VS indicated how our appearance grades our life chances from job applications to being treated in a traffic accident where shocking and repulsive to our ‘ethical’ intelligence. Good looking victims of road accidents tended to get better attention. More awful was the indications that pressures for low BMI were becoming global, even in populations whose bodies genetic inheritance made this attainment naturally rare and harder to achieve through work (Samoa). And this was leading to a global explosion of eating disorders and body related dis ease.

A question: at what point and to what extent does the objects of our sexual desire become constructed? My own casual observations suggest that glamour quotients are constructed prior to the efflorescence of pubescent sexual desire.
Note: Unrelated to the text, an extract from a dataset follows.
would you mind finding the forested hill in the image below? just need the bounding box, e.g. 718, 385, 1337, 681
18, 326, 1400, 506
And that they follow pressures to be normative but may be directed away from norms by a number of factors. As this construction meets visceral pubescent desire, a crisis can emerge. One that is often not understood or appreciated by adults.
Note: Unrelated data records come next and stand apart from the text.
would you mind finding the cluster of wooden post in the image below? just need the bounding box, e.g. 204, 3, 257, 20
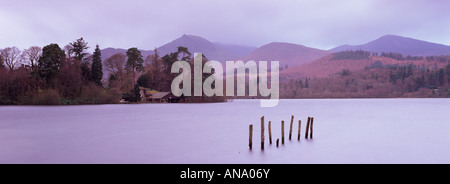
249, 115, 314, 150
305, 117, 314, 139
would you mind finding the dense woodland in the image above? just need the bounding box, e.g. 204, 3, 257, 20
280, 51, 450, 98
0, 38, 224, 105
One thing that might happen is that early self expectations of beauty may not match post pubescent body development. 

Whether the sexual drive has an inbuilt goal that includes visual and gender related cues is unknown. There are of course a huge cultural/political vested itnerests in this being inate/ genetic and ‘natural’. As body beauty seems to create a hierarchy of human value that is based in the genetic lottery of nature. The implied conclusion is that superiority/inferiority of oppression is either the same (crude level) or has a basis or justification in nature.

C. Wright Mills quoted by John Barker from Variant 30  p24

 “In part they [celebrities] have stolen the show for that is their business; in part they have been given the show by the upper classes who have withdrawn and have other business to accomplish.” 
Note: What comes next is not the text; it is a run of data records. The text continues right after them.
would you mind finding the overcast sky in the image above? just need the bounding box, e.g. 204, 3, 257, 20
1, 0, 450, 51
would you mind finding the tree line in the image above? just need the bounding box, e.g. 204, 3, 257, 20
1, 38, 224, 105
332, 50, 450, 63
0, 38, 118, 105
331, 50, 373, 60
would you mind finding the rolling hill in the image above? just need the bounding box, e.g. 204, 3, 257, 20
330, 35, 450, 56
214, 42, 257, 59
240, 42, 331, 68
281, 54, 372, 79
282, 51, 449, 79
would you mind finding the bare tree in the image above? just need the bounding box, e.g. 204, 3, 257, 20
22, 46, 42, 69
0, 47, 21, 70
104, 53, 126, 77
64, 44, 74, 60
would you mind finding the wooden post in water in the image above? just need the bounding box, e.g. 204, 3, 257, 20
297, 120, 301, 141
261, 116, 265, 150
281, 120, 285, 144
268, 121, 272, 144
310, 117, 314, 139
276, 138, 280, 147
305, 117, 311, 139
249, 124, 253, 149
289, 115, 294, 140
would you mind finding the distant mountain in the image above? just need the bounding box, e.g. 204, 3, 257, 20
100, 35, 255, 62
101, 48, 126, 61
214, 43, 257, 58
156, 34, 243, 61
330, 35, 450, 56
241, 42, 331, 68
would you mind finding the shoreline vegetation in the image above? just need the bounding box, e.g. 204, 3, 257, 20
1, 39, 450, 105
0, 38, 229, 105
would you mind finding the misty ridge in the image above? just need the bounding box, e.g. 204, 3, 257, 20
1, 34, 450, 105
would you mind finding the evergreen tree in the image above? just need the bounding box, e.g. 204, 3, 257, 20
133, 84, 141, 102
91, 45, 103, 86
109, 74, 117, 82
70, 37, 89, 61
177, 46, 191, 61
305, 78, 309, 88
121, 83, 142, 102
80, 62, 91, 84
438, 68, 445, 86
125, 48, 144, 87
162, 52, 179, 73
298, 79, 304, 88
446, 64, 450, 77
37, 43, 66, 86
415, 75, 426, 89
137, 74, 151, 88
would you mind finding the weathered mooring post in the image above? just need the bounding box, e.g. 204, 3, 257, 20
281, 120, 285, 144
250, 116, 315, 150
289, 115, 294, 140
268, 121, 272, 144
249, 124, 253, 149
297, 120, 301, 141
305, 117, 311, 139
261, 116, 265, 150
The spotlight and the self-confidently nosey tone of investigation is hardly ever turned on the power elite, not unless they have chosen the spotlight, which is normally left to those in search of celebrity status. This is because, as Mills understood, a subservient media is part of the elite itself , and because intelligent elitists’, as Jo Freeman put it, will not seek visibility. Rather they will maintain a certain privacy through the command of legal and architectural resources.”

My conclusion at the end of the Eighties was that the classifying effect of glamour had become a vehicle for the mechanisms of oppression/ class, that is with regard to the ideology of superiority /inferiority. So systemic media will tend to amplify that which stresses any disunification of the population or perhaps that which undermines peoples sense of self esteem (the point of class oppression being to instill feelings of unworthyness).

Notes on my response to a talk by Viren Swami on the publication of his new books:

Swami, V. (2007). The Missing Arms of Vénus de Milo: Reflections on the Science of Physical Attractiveness. Brighton: The Book Guild Publishing.

Swami, V., & Furnham, A. (2007). The Psychology of Physical Attraction. London: Routledge.